How can anyone know that the possibly-real phenomena that they are perceiving are due to what they think they are due to? Can any of us be sure that we would never mistake a characteristic of the speaker for a characteristic of the source, for example? Deep bass can play havoc with a bass reflex woofer (doubling up as mid range driver in a two-way speaker). Digital audio might include deep bass, while vinyl wouldn't. The listener concludes that digital sounds harsh or distorted compared to vinyl, but in reality this was just an artefact of a particular design decision in the speaker world. People make pronouncements like this all the time, I think, applying the wrong 'narrative' to what they are hearing.

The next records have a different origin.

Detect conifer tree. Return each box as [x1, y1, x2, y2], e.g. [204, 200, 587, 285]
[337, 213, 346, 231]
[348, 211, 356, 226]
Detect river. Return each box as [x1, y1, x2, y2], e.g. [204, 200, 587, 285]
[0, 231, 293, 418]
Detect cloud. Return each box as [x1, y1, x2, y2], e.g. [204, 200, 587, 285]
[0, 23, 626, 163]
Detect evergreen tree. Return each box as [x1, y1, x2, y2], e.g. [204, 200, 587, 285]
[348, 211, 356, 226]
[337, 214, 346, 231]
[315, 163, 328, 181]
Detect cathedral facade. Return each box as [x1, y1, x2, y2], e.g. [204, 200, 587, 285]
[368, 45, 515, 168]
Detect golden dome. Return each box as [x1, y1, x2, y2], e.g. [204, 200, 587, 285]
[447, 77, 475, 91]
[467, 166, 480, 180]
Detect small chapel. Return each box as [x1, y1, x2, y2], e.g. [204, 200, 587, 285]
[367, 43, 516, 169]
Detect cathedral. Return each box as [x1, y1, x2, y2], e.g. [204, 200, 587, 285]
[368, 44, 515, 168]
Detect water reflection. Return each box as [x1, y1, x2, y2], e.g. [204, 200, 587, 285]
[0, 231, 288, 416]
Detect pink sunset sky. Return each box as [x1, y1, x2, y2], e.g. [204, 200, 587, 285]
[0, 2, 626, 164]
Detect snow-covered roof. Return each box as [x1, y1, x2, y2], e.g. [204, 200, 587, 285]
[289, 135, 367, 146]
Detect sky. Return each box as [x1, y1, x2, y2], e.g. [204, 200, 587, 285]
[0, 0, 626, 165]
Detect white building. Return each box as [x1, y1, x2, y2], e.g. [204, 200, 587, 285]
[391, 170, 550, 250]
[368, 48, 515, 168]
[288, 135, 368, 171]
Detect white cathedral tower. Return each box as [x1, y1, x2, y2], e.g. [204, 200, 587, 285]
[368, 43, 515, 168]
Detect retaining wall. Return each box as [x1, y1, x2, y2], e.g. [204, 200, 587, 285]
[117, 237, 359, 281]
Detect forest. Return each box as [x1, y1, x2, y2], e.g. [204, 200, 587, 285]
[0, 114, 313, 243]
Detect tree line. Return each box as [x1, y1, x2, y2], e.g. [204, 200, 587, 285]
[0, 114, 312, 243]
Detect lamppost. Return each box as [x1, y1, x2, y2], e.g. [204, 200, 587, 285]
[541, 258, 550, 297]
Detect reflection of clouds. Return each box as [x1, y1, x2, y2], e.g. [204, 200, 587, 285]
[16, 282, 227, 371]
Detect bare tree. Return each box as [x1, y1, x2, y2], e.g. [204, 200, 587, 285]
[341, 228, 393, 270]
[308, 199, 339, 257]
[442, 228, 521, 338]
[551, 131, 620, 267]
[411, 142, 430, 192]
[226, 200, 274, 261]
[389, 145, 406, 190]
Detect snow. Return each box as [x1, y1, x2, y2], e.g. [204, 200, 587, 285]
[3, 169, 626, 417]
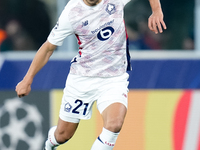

Wikipedia on bass reflex speakers:
Wikipedia on bass reflex speakers:
...at frequencies below 'tuning', the port unloads the cone and allows it to move much as if the speaker were not in an enclosure at all. This means the speaker can be driven past safe mechanical limits at frequencies below the tuning frequency with much less power than in an equivalently sized sealed enclosure. For this reason, high-powered systems using a bass reflex design are often protected by a filter that removes signals below a certain frequency. Unfortunately, electrical filtering adds further frequency-dependent group delay. Even if such filtering can be adjusted not to remove musical content, it may interfere with sonic information connected with the size and ambiance of the recording venue, information which often exists in the low bass spectrum.